The inspector recognised Mr Slar was the first tenant at the shop since travel agent Thomas Cook had moved out, and had improved its appearance. But he said Crouch Street was a conservation area and described the shutter as an “unsympathetic change”.
Would it be better if he painted a nice landscape on it?
Mr Slar said the council had told him alternative shutters may be acceptable, but he said they were not appropriate and would cost a further £3,000.
And Colchester Council is quite happy to see businesses either pay over the odds for security fittings, or f**k off, it seems.

It’s really no surprise that they are going downhill rapidly, is it?


Rob said...

Perhaps a poundland or a KFC would be more acceptable to them.

gildas said...

Or a pokey charity shop

Campaign for Non Disarmament said...

I'd go for a "peace shop" every time. You know, full of tat with the CND badge on them. There used to be one near where I lived and it specialised in rainbow-coloured tat.

I was sorry it go, but maybe it moved to Tehran.

Anonymous said...

Colchester is, alas, way beyond redemption.

A hideous conglomeration of concrete over the top of what must have once been a rather nice market town.

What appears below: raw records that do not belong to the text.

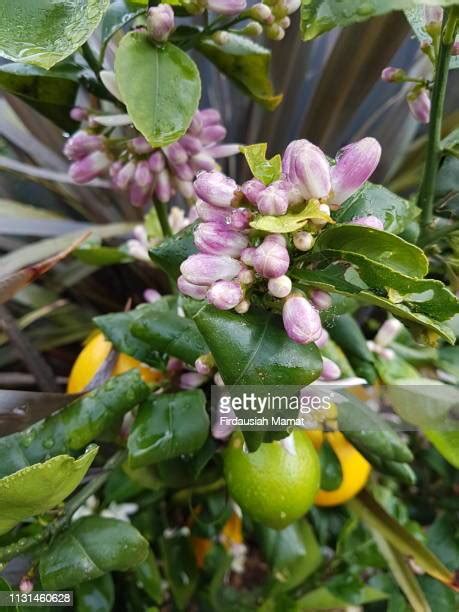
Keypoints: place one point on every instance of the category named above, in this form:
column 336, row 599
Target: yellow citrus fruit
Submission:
column 93, row 355
column 354, row 466
column 277, row 483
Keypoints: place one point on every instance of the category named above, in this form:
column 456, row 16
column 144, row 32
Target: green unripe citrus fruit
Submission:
column 277, row 483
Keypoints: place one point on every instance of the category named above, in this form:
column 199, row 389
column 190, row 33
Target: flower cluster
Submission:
column 418, row 97
column 271, row 17
column 236, row 264
column 136, row 167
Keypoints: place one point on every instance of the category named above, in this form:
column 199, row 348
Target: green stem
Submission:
column 25, row 544
column 427, row 190
column 161, row 211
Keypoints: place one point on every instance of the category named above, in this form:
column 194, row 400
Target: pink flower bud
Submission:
column 271, row 260
column 183, row 171
column 124, row 176
column 354, row 165
column 273, row 200
column 81, row 144
column 226, row 7
column 307, row 169
column 157, row 162
column 323, row 339
column 330, row 370
column 203, row 269
column 88, row 168
column 304, row 241
column 216, row 239
column 301, row 320
column 197, row 292
column 248, row 255
column 191, row 380
column 185, row 188
column 280, row 287
column 163, row 188
column 419, row 105
column 79, row 114
column 209, row 116
column 392, row 75
column 212, row 134
column 203, row 161
column 151, row 296
column 321, row 299
column 252, row 190
column 140, row 146
column 191, row 144
column 225, row 295
column 160, row 22
column 369, row 221
column 216, row 189
column 176, row 153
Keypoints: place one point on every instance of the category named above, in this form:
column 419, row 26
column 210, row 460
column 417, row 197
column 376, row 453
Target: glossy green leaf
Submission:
column 160, row 87
column 369, row 432
column 40, row 487
column 292, row 553
column 117, row 328
column 291, row 222
column 254, row 349
column 95, row 595
column 50, row 92
column 428, row 404
column 180, row 567
column 168, row 426
column 73, row 427
column 170, row 334
column 395, row 212
column 265, row 170
column 247, row 64
column 44, row 32
column 320, row 16
column 336, row 278
column 91, row 547
column 174, row 250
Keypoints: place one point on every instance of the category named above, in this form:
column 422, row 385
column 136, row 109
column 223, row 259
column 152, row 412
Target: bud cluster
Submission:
column 237, row 265
column 144, row 172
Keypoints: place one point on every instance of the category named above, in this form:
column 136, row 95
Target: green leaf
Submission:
column 375, row 517
column 369, row 432
column 429, row 405
column 254, row 349
column 160, row 87
column 336, row 278
column 293, row 553
column 291, row 222
column 168, row 426
column 180, row 567
column 265, row 170
column 320, row 16
column 170, row 334
column 50, row 92
column 395, row 212
column 117, row 328
column 173, row 251
column 44, row 32
column 91, row 547
column 245, row 63
column 73, row 427
column 95, row 595
column 40, row 487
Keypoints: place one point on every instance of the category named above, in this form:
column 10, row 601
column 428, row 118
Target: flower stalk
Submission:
column 427, row 190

Perhaps they'll get a 'community cafe' or 'drop in centre' in its place.

Sic transit gloria mundi.

Anonymous said...

The only way a jumped up jerk can get hold of any power is to become a councilor or worse a politician.

Anonymous said...

@ Last Anonymous

The easiest way to near permanent power is to become a planning officer.

They make up the rules as they go along.

I am extremely fortunate to have a planning barrister as a weekender neighbour who once empowered me to catch them in their lies.

Woman on a Raft said...

Through the modern miracle of Googlemaps, it is possible to 'walk' down the street where Mr Slar has his shop and to decide if it is a dump or not.

The postcode is CO3 3EN. Hosh stands at the junction of Crouch Street and Headgate/Head Street.

Crouch Street itself is bisected with the other half being the richer end with bistros, antique shops etc, but the council have gone to some effort to make sure that it is easy for people to walk along and spend money. They have aimed for an a 1950s or 1960s version of a British market town high street; some of the shops are very old indeed, dotted with newer ones, but most are independents. Even in the slightly rougher end there is no shortage of bars, florists and gift shops aiming to be like Crouch End or maybe even Islington.

As the road leads in to a pleasant and rich suburb of arts and craftss 5-bedroom houses it is not a dump. It is just that Mr Slar has picked a site near the pub and Chinese takeaway end with more foot-fall, whereas he might have preferred to take a unit up the quieter end where the posher shops are. He has put in a neo-brutalist black and silver front which is as subtle as a black eye and jars with the adjoining Tudorbethan pizzeria.

About three doors down a competing jeweller doesn't appear to be in an argument with the council, but it is possible Hosh Jewellery is more vulnerable to attack as it is right on the corner. Especially from anybody who doesn't care for a building which looks like corned beef with a wellington boot embedded in it.

JuliaM said...

"Or a pokey charity shop"

In Southend, we'd WELCOME charity shops in the high st!

Where Boots and others have moved out, they seem to be taken over by tacky shops selling ultra-cheap clothing with vaguely middle-eastern men standing outside shouting their wares.

"Colchester is, alas, way beyond redemption."

And at one stage, it was a decent shopping experience. :(

"The easiest way to near permanent power is to become a planning officer.

They make up the rules as they go along."

iDave's 'localism' is presumably going to make that worse?

"... a building which looks like corned beef with a wellington boot embedded in it."

It IS amazingly unattractive, isn't it? I wonder what sort of shutters the council inspector recommended?